Au rythme des valses viennoises et des polkas, mon imaginaire s'est joué de moi en associant à ces cascades de sonorités un défilé d'étoffes. Et oui, je suis synèsthète. C'est donc dans un joyeux carambolage acoustique que les tissus viennent valser titillant mon ouïe, ma vue et mon imaginaire !

Curieusement si la cadence d'une valse  m'entraine sur la  surface lisse, glissante et souple d'un crêpe satin, le rythme saccadé du "piqué pointe et pas de polka "me fait irrémédiablement songé au bruit inimitable  de l'aiguille de la machine qui pique et coud, pique et coud, pique et coud avec la régularité d'un métronome en rythme et en mesure.

Les archets s'agitent sur les cordes du premier violon et, les yeux fermés, les oreilles en émoi, le coeur battant la chamade mais pas trop, insensiblement j'associe ces sonorités à un défilé imaginaire dont les héroïnes sont les étoffes.  

C'est au rythme des quatre temps d'une valse viennoise que j'imaginais le tournoiement dans un léger bruissement, le taffetas des robes dans un arc en ciel de couleurs "cuisse de nymphe émue, rose thé, blond vénitien, etc.

Un grondement de grosse caisse et voilà qu'entre en jeu le lourd manteau de laine d'un prince qui vient tout juste de descendre de son destrier. Les cymbales s'entrechoquent peut être pour faire tomber les flocons de neige qui s'étaient déposés sans le moindre bruit sur les épaules dudit manteau.

D'un geste précis, le maestro entraîne tous les violons dans une course effrénée, les bras des musiciens dans un va et vient compulsif suivent la partition et j'imagine sur ces sonorités vibrantes qui délicieusement envahissent mon conduit auditif, un vol de mousseline qui, après des cabrioles infinies au grès d'une brise, finissent dans un tourbillon par se poser sur un parterre de mousse au pied d'un grands chêne.

Le Danube, certes bleu lorsqu'il est mis en notes par Strauss, dans ma version textile revêt un aspect pur, limpide, sobre et solide comme la surface légèrement granuleuse d'une toile de lin. Il incite à la rêverie,  à la caresse, à la simplicité.
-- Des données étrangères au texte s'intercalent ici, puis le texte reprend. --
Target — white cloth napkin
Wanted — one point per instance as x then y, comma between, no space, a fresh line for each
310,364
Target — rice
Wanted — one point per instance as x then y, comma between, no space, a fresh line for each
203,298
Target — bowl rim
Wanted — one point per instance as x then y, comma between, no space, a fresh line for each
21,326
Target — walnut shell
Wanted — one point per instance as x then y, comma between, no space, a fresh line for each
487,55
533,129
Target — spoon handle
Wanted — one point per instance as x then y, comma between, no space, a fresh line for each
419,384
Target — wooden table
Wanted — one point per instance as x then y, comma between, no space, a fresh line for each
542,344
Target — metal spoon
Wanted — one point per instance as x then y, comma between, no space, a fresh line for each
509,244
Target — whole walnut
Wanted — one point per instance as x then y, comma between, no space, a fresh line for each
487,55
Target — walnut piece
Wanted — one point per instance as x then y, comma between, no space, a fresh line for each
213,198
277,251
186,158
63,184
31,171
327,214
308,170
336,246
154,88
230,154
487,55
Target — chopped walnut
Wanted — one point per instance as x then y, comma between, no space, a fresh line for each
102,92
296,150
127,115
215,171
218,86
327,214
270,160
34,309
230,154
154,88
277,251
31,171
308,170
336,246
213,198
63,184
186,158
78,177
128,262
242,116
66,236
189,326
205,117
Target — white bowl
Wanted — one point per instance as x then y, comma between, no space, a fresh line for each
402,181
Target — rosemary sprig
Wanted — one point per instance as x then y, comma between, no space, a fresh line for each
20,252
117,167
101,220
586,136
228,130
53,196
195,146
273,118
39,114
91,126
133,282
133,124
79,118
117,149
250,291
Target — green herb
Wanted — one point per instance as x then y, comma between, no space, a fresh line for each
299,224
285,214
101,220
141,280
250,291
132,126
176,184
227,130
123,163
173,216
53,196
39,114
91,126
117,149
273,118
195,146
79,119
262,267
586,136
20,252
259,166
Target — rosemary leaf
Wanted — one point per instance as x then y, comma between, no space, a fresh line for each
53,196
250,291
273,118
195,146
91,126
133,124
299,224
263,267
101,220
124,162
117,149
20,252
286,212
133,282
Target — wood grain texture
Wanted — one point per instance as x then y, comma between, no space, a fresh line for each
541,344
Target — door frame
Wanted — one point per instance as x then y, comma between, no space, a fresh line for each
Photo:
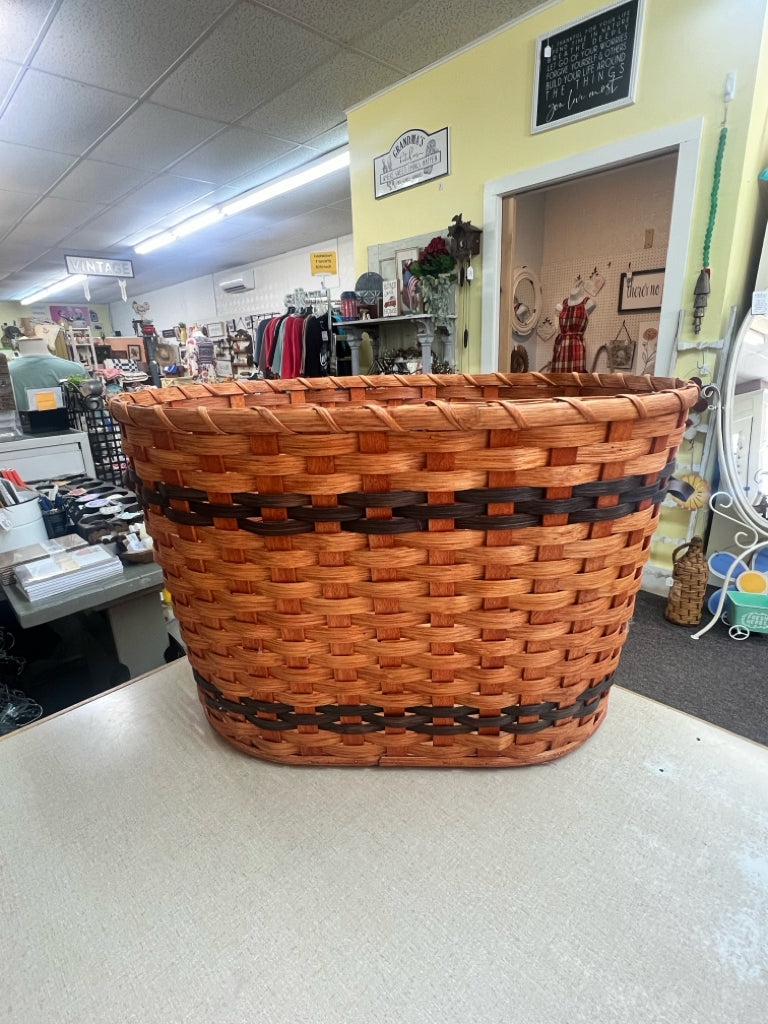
685,139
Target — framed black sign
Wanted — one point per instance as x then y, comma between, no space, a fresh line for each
587,67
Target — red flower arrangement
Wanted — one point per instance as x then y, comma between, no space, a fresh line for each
433,261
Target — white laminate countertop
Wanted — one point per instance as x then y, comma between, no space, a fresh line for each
151,873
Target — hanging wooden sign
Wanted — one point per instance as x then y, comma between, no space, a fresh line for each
587,67
94,266
415,158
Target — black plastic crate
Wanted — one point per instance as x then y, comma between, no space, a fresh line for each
92,416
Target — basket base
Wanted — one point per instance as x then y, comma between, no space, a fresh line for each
538,752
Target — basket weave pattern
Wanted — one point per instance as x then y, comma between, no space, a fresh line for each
430,570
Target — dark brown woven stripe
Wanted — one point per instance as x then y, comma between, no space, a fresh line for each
416,719
410,510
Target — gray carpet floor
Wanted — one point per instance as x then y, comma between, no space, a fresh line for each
721,680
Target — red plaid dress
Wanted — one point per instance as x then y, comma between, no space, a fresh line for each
569,353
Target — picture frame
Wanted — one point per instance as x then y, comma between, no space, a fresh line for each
588,67
409,293
390,299
388,268
641,292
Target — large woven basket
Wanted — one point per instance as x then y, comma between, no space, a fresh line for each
404,570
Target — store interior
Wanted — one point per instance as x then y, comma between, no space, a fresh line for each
358,408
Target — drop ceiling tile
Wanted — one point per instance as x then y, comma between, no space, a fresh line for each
52,219
342,20
318,101
275,169
14,255
109,229
167,193
334,188
22,20
53,114
129,44
8,72
12,206
233,153
153,137
449,31
251,56
331,139
28,170
93,180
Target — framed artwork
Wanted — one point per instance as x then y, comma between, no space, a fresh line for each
390,305
641,292
408,285
388,268
587,67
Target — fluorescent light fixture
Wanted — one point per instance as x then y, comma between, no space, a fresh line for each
265,193
59,286
261,195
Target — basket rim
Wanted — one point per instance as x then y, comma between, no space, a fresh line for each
297,406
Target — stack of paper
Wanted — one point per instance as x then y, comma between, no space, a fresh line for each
32,552
64,571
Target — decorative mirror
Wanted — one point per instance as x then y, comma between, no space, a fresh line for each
526,300
738,540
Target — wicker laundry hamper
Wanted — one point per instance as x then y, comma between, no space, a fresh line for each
404,570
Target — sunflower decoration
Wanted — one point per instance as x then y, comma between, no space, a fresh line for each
698,496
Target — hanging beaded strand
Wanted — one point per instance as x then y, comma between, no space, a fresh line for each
702,287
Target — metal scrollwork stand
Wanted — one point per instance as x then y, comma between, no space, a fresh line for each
732,505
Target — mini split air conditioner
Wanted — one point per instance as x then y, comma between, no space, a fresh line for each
243,283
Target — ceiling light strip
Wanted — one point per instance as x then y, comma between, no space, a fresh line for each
250,199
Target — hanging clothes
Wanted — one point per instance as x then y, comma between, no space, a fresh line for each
313,347
569,353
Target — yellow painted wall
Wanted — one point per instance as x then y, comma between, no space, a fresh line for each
485,94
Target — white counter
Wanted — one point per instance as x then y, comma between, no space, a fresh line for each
152,873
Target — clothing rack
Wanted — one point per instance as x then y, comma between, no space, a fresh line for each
313,299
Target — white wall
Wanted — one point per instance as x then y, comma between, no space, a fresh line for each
186,302
201,301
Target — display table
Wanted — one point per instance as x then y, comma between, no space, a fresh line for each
38,457
132,604
153,873
378,327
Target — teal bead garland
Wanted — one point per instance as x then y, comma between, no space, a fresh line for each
701,290
714,197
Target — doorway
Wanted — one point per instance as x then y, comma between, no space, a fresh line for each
588,259
671,158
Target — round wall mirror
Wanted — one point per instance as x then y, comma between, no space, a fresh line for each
743,423
526,300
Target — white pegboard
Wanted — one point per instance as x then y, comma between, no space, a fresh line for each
557,281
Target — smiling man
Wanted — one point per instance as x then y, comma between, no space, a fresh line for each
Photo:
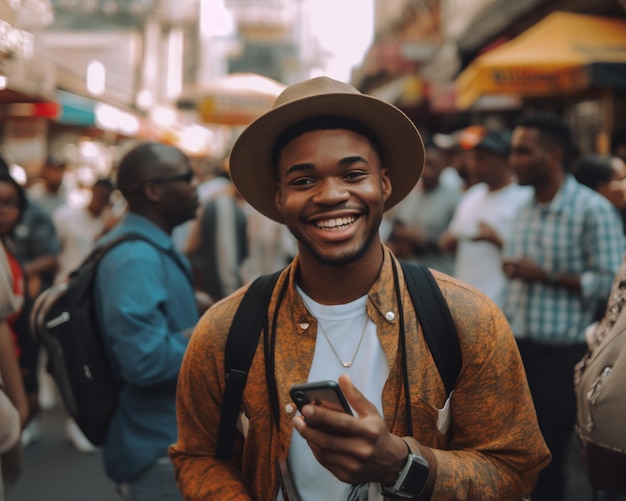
328,161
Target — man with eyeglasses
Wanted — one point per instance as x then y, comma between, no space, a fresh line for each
146,309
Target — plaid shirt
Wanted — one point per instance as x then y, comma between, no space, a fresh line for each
578,233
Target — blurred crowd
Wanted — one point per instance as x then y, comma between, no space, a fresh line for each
459,219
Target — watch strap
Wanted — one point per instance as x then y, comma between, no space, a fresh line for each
426,452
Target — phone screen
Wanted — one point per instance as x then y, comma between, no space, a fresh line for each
324,393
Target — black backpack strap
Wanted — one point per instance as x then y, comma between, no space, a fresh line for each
241,345
438,326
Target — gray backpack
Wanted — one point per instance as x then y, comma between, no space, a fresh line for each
601,410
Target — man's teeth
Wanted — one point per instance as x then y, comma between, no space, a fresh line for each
337,223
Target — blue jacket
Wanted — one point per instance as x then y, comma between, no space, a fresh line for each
144,301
Alors oui, je suis parfois “fleur bleue“ comme cette fleur  qui s'épanouit au sommet d'une tige fragile oscillant au grès du vent, comme l'archet qui effleure avec grâce les cordes d'un violon pour en tirer ces notes immaculées.

Le moment attendu arriva, le tintement du triangle ! Quel maîtrise pour parvenir à faire vibrer cet instrument au bon moment, obéir au doigt et surtout à l'œil du chef d'orchestre, maitriser cet instant et devenir, quelques secondes seulement, le héros d'un orchestre, voilà de quoi ravir mon instinct textilophile et mon tempérament de synesthète puisque ce son cristallin et furtif devient synonyme du cri de la soie, celui qui se fait entendre lorsque l'on déchire brusquement un taffetas, de soie évidemment.

Le coup de l'enclume, un son improbable rarement présent dans les concerts classiques n'est pas sans rappeler une correspondance entre cette sonorité ferrugineuse et les robes métalliques de Paco Rabanne, les lamelles qui s'entrechoquent au moindre mouvement du  mannequin qui la présente.

J'espère que ces instants magiques pour les sens, sans dessus dessous, séduits sans le moindre doute, se reproduiront souvent et qu'avec ce même plaisir infini, je vous les conterai.